On nous dit, avec le dédain dont on accable celui qui pose des questions indiscrètes, que ce sont des affaires privées. Mais aucune affaire de famille qui débouche sur un désir ardent et féroce de gouverner ne saurait rester privée. L'argument selon lequel on devrait cesser de se poser des questions sur les origines intimes du désir de pouvoir est spécieux. La presse s'en sert pour faire absoudre sa lâcheté quand un névrotique est élu . Ce fut le cas l'an passé et même cinq ans plus tôt. On nous a caché l'essentiel.

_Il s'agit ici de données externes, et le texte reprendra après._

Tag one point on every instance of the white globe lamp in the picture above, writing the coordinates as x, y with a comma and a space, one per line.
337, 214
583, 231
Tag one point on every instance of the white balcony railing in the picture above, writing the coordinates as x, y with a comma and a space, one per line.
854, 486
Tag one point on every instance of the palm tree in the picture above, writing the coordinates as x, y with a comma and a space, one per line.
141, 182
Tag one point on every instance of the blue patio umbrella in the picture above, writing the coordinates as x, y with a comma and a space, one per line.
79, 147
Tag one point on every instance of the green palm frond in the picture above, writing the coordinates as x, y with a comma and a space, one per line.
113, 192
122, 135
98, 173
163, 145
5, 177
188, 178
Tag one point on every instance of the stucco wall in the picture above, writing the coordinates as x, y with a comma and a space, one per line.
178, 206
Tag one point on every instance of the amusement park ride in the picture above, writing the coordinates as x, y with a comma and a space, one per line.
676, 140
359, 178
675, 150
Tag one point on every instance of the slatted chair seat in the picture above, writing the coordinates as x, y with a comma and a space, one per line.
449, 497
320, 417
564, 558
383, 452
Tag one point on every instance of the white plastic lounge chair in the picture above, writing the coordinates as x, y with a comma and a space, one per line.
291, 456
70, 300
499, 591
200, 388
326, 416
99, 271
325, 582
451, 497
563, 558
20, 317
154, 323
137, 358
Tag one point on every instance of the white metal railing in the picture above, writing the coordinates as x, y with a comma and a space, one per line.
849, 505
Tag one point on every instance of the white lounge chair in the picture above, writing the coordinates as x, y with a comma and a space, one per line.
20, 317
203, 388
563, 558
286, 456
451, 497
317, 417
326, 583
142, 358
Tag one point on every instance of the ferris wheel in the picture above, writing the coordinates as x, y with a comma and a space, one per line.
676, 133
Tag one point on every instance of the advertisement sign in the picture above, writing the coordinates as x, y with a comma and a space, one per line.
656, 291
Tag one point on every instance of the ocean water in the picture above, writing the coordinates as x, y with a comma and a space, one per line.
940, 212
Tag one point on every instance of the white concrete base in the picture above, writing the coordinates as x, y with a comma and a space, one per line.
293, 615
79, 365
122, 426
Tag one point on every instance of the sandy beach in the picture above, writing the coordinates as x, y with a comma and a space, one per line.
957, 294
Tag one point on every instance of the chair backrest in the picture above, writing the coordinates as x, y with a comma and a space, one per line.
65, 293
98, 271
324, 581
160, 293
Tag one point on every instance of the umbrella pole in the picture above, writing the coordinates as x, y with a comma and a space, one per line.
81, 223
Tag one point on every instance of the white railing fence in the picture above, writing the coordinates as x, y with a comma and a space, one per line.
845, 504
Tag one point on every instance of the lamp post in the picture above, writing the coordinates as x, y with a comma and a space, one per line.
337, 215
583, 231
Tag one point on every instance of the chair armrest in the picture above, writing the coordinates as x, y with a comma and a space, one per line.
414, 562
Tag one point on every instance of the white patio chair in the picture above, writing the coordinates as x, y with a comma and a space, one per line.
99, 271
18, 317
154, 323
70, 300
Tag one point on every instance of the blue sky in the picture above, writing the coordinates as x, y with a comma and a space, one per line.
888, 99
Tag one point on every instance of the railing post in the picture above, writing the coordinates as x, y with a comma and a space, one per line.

Emmanuel Macron est l'objet d'une curiosité de plus en plus précise pour des raisons qui ne doivent rien au hasard. Il l'a recherchée. Il s'est offert à notre regard, à notre analyse, qu'il ne s'étonne pas de leur être soumis. Quand il s'interroge lui-même avec une complaisance morbide sur le mécanisme de sa montée aux affaires il nous invite à nous poser les mêmes questions sur un mode moins léger. Quand il constitue une garde rapprochée qui descend en ville à sa place il est pareil aux dictateurs qui envoient des émissaires dans la foule pour espionner ce qu’on dit d’eux. Quand il nous explique qu'il est entré en politique par effraction il est semblable au pyromane qui revient se mêler à la troupe des pompiers volontaires. Le cas de figure est toujours le même : comme tous les grands narcissiques il veut se voir de l'extérieur.

Eh bien, aidons-le...

On me demandera à quel titre j'invite le lecteur à emprunter mes lunettes. La réponse est simple, mes verres ont un seuil de correction qui permet de voir certains détails. La fascination de l'âge mûr, voire de la vieillesse gouverne mon imagination depuis le début. Chacun de mes livres en témoigne depuis ma jeunesse. Je suis passé par les Jésuites aussi. J'ai fait Hypokhâgne à Henri IV derrière le Panthéon et Sciences Po rue Saint Guillaume, comme lui . J'ai nourri les mêmes fantasmes dans les mêmes milieux à vingt ans d'intervalle. Et surtout pour rester à mi chemin entre le propre et le figuré, je sais ce que signifie le fait de coucher avec une personne ayant autorité, même si j'ai préféré le Marquis de la Môle à Mme de Rênal. C'est ce qui me donne le droit de distinguer entre deux formes de gérontophilie: celle qui sert, vénère, subit, reste au service d'autrui, garde le sens de l'honneur et du sacrifice. Et l'autre, qui verse dans l'insolence dès le plus jeune âge, qui se rebelle, qui s'affranchit, qui préfère le sens de l'humour au sens de l'honneur et qui est plus encline à sacrifier autrui qu'à se sacrifier elle-même. Entre les deux, vous avez les vingt années qui ont défait la France. Emmanuel Macron en est le produit le plus raffiné.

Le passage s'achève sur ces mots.